My favorite activity involves choosing one room in our house to clean up. This room usually has a door that closes. Visitors find this door closed on virtually every occasion. This room spends most of the year collecting the assorted trinkets of other rooms (which you hastily clean up just before the guests arrive).
This room has various names. While growing up, we called it “the sewing room” and the “the play room.” Now I call it “my den.” These private rooms do not find themselves on any visitor’s agenda (except my mother’s, who constantly asks why they’re so messy).
The weekends of Mid-Winter present an opportune time to begin the meaningless, but fruitful, task of straightening out these rooms. Loose papers can be sorted, catalogued, filed and thrown out. Unassigned objects can be redistributed to empty shelf space throughout the entire house. Magazines can be placed in their respective binders and months-old junk mail can finally be tossed (after all, the offers have expired by now).
In less than a handful of weekends, the targeted room becomes a shining highlight on the house tour.
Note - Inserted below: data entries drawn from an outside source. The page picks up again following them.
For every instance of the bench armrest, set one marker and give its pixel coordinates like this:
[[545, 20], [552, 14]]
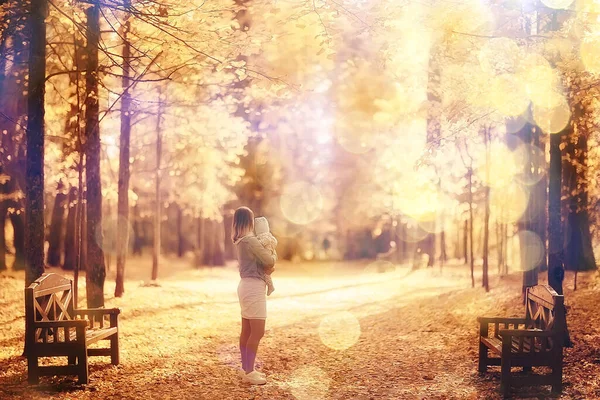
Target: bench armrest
[[96, 316], [526, 333], [86, 311], [73, 323], [501, 320]]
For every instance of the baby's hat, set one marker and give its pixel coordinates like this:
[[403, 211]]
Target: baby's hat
[[261, 225]]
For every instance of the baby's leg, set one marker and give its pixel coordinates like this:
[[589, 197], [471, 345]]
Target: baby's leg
[[270, 287]]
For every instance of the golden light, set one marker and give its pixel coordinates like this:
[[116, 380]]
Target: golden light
[[529, 156], [503, 166], [309, 383], [412, 232], [339, 331], [301, 203], [499, 56], [552, 119], [509, 203], [514, 125], [508, 95], [590, 54], [542, 82], [379, 266], [558, 4], [353, 140], [531, 249]]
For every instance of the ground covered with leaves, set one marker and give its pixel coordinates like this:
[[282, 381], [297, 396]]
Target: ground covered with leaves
[[334, 331]]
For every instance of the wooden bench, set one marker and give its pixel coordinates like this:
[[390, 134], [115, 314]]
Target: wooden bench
[[53, 328], [536, 340]]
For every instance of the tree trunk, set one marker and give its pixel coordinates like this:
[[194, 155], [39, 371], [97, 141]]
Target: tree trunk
[[124, 168], [579, 252], [96, 268], [157, 200], [80, 243], [55, 239], [3, 211], [229, 249], [486, 222], [20, 263], [466, 241], [219, 244], [555, 263], [443, 254], [180, 237], [137, 231], [71, 232], [209, 242], [200, 229], [34, 186], [471, 256]]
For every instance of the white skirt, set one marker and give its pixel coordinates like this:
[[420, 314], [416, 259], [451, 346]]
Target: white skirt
[[253, 298]]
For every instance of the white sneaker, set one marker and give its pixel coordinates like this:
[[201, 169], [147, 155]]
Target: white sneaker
[[254, 378], [242, 373]]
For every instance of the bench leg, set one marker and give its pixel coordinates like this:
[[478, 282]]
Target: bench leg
[[505, 377], [114, 349], [33, 376], [83, 366], [483, 355], [557, 377]]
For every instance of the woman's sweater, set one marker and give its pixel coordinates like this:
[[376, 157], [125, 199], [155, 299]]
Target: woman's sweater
[[253, 257]]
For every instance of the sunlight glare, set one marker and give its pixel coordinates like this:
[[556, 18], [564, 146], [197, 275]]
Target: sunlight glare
[[509, 203], [301, 202], [590, 55], [509, 95], [309, 383], [552, 119], [531, 249], [339, 331], [502, 169], [558, 4], [526, 156]]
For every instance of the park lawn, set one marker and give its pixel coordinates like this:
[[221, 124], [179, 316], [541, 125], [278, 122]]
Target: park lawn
[[335, 331]]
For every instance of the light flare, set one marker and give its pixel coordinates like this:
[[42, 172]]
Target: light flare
[[509, 203], [339, 331], [309, 383], [301, 202]]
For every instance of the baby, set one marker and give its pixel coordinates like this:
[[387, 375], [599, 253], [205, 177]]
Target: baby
[[261, 229]]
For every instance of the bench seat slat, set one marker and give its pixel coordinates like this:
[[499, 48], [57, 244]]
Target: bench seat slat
[[91, 336], [57, 370]]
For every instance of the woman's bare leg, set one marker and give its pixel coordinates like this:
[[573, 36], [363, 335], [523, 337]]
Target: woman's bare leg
[[244, 335], [257, 331]]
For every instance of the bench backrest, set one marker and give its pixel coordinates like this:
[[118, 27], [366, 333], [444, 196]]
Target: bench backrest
[[49, 298], [545, 309]]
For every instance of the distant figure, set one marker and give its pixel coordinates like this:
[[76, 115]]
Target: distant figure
[[326, 245], [264, 236], [253, 260]]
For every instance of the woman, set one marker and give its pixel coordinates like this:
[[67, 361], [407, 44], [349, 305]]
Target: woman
[[253, 259]]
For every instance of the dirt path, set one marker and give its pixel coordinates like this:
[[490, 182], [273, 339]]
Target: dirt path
[[334, 332]]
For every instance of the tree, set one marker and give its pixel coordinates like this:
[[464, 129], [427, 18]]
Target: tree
[[124, 163], [34, 187], [96, 269]]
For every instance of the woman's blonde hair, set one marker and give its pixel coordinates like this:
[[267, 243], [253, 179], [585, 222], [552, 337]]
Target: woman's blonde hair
[[243, 222]]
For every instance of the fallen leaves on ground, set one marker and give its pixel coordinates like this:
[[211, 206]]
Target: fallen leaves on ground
[[400, 335]]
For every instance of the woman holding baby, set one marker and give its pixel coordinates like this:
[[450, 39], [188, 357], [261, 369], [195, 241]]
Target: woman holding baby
[[256, 256]]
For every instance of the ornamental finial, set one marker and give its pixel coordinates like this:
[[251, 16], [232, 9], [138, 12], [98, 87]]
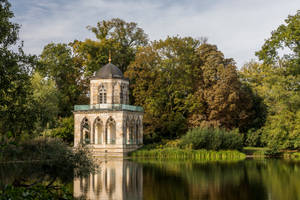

With everything all orderly and neat, even my mother avoids the room (lest my father begin to ask her why she can’t keep her rooms that clean).
Of course, all I’ve accomplished in the cleaning becomes undone over the course of the next eleven months. Each time the house has visitors, I hurriedly rush through all the public rooms in an attempt to make them presentable. Along the way I collect various items which require much contemplation before deciding whether or not to put them in the nearest garbage can.
Ultimately, I table all decisions and these items find themselves parked in limbo and placed on the most convenient space in my den. By the summer, the doors to the den close to the public, the room having become an unsightly mess. (Once again, my mother feels compelled to find some excuse to enter my den and complain about its ragged condition.)
I guess she just fails to see the strategy. Each February, while many others dote on about the seemingly never ending winter and consider moving to Southern California, I escape the torture of the Mid-Winter Blahs. I’m having too much fun reading year-old mail addressed to “Occupant.”
Last Week #46: Celebrate Freedom Day! (originally published February 8, 1990)
Next Week #48: The Apolitical Blues (originally published February 22, 1990)
[What is this and why is here? See Interested in Discovering My Time Machine? for more details.]
Ouch! This hurts reading 21 years post facto. Apparently, I’ve been too busy to have the mid-winter blahs. “My Den” is now a jungle of paper piled high floor to ceiling. In fact, “cave” might seem a more appropriate metaphor.
Worse, the mess has spread like a disease to the public rooms. My mother can go nowhere without complaining. Truth be told, she doesn’t complain anymore. That’s my wife’s job. If anything, time has become the best argument for the establishment of the long dreamed of “Chris Carosa Museum.” After all, why wouldn’t future generations want to parse my life down to its finest detail?
In all honesty, in the more than two decades since this piece was originally written, my house and I have gained a wife and three wonderful children. They are worth all the mess in the world.